Du retournement de l’asile (1948-2008) à la xénophobie de gouvernement : construction d’un objet d’étude
Jérôme VALLUY
En un demi-siècle, la politique du droit d’asile, référée aux articles 13 et 14 de la Déclaration universelle des droits de l’Homme (ONU, 1948), se retourne en son contraire, aboutissant aujourd’hui non seulement au rejet de la quasi-totalité des exilés demandant l’asile mais aussi à la disqualification sociale de cette population. Comme expliquer ce retournement ? Trois explications de sens commun sont souvent avancées : une augmentation massive des migrations économiques à la fin du XXe siè- cle ; le déclenchement d’une crise qui, à partir de 1973-1974, rendrait ces migrations économiquement insupportables ; l’émergence, du fait de tensions sur le marché du travail d’une xénophobie populaire. La mise en discussion de ces explications conduit à les abandonner pour envisager une autre hypothèse : celle d’une mutation culturelle des élites et des autorités publiques activant la construction de l’exilé comme un problème un risque ou une menace… ce que l’on peut nommer alors une « xénophobie de gouvernement ».

La Nouvelle Politique d’intégration (NPI) aux Pays-Bas depuis 2002
Kees GROENENDIJK
La politique d’intégration néerlandaise a connu une transformation fondamentale depuis 2002. Cet article analyse les causes et l’étendue de cette transformation. La nouvelle politique n’est plus basée sur l’idée que l’acquisition d’un statut légal garanti d’immigrant est une condition importante de l’intégration dans la société, mais sur l’idée que ce statut devrait être la récompense pour un processus d’intégration complété. L’article analyse les principales composantes de cette politique (tests de connaissances et de langage à l’étranger, et tests contraignant pour l’obtention de la résidence et de la naturalisation). Il avance que ces nouvelles mesures sont malhonnêtes, illégales et contreproductives. Les tests d’intégration sont devenu un instrument central de la sélection et de l’exclusion des immigrants. Les politiques introduites en 2002-2006 sont ainsi comparées à la réaction des autorités néerlandaises aux actes de terrorisme commis par de jeunes immigrations des Moluques dans les années 1970. L’arrivée d’un gouvernement de centre-gauche en 2007 provoquera-t-elle un retour aux politiques antérieures ?

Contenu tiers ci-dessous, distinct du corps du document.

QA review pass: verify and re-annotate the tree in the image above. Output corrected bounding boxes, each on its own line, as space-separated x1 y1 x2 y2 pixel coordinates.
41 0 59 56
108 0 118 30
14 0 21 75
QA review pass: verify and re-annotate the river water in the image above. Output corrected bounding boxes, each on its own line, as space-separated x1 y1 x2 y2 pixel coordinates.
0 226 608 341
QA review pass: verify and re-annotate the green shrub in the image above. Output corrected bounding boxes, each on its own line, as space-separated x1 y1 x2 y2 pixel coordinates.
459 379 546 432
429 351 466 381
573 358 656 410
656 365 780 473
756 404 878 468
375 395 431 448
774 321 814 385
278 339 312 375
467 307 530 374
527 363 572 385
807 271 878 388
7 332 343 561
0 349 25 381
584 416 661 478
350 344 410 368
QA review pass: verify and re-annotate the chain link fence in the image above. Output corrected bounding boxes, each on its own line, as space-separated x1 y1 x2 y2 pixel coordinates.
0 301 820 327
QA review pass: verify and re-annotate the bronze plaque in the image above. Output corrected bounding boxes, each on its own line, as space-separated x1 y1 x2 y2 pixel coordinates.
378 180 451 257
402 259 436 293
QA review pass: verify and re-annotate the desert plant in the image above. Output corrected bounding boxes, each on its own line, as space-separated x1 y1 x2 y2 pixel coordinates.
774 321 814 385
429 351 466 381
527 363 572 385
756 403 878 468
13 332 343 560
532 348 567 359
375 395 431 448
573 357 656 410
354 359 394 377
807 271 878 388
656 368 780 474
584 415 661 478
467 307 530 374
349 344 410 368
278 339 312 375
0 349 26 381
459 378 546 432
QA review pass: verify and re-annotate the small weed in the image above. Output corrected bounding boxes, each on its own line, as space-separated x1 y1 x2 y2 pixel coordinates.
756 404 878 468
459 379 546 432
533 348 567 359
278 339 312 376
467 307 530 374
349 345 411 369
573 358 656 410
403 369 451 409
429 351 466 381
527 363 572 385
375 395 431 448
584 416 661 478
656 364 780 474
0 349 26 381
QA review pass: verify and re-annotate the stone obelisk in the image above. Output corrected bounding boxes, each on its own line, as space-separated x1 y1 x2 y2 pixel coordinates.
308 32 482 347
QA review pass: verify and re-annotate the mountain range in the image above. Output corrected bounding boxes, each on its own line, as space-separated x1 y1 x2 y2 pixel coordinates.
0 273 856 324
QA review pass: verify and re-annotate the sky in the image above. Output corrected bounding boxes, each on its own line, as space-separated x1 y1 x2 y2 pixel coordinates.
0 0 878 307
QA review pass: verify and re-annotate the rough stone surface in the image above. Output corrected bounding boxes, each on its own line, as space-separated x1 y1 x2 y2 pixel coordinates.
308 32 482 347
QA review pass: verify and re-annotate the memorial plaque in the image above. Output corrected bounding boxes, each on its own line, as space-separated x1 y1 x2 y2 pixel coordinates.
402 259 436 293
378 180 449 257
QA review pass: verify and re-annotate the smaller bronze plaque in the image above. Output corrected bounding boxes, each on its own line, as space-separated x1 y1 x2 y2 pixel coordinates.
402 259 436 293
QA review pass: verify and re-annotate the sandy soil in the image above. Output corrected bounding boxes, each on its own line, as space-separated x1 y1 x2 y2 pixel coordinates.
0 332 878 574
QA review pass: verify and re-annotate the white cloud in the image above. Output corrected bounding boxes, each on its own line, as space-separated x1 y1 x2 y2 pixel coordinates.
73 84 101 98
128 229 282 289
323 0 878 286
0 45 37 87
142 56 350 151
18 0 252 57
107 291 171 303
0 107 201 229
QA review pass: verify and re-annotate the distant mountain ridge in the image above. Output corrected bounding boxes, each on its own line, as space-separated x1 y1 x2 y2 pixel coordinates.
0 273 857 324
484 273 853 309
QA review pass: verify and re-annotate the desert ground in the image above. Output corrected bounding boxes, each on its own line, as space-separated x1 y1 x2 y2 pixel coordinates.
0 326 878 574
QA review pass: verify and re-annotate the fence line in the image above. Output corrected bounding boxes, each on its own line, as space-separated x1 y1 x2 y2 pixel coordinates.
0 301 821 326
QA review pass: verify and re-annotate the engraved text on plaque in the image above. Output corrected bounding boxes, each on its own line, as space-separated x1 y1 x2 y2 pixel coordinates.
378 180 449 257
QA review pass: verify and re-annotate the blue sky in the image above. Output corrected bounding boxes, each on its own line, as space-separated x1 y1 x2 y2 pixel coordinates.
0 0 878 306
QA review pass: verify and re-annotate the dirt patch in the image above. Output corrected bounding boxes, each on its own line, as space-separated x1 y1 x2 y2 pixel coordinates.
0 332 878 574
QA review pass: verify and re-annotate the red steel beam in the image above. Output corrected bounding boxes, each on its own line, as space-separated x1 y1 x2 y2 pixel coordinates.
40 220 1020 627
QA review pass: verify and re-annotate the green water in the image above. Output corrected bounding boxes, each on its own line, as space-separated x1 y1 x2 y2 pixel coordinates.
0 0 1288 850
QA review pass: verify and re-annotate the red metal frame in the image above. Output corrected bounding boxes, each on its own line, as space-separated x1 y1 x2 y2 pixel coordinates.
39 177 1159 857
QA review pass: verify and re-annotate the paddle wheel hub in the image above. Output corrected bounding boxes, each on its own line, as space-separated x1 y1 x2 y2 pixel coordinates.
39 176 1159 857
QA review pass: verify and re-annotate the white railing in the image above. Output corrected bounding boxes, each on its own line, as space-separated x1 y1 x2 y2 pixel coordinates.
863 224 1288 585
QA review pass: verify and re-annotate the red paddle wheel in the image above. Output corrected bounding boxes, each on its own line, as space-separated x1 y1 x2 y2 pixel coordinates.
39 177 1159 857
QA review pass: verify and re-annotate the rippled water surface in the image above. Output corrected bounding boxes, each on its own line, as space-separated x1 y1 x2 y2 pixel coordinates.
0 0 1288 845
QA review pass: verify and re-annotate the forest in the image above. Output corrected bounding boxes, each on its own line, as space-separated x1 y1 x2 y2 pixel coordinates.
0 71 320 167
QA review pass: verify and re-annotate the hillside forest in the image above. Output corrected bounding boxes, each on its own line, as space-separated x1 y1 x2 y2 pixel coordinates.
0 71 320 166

Structures, environnement et basculement dans le jihadisme
Luis MARTINEZ
Comment expliquer l’attrait pour le courant jihadiste de certains jeunes musulmans en France ? Cet article montre comment se structure les principes de base du recrutement. Les étapes de la radicalisation commencent par la prise de conscience d’un monde musulman assiégé et agressé par l’Occident puis par la découverte du drame qui frappe les civils musulmans enfin par le devoir de jihad afin de leur venir en aide. Cette aide prend deux formes : soit par le recours au jihad défensif en partant en Irak ou en Afghanistan ; soit par le jihad offensif en acceptant de frapper ici même l’agresseur, en occurrence un pays occidental. Il reste à aider les candidats potentiels à surmonter l’interdit de tuer des civils. L’environnement dans lequel ils évoluent met à leur disposition une infrastructure qui permet de solutionner un certains nombres d’inquiétudes. Bien évidemment chaque candidat potentiel appréhende le basculement dans la violence à partir de ses connaissances et de son expérience.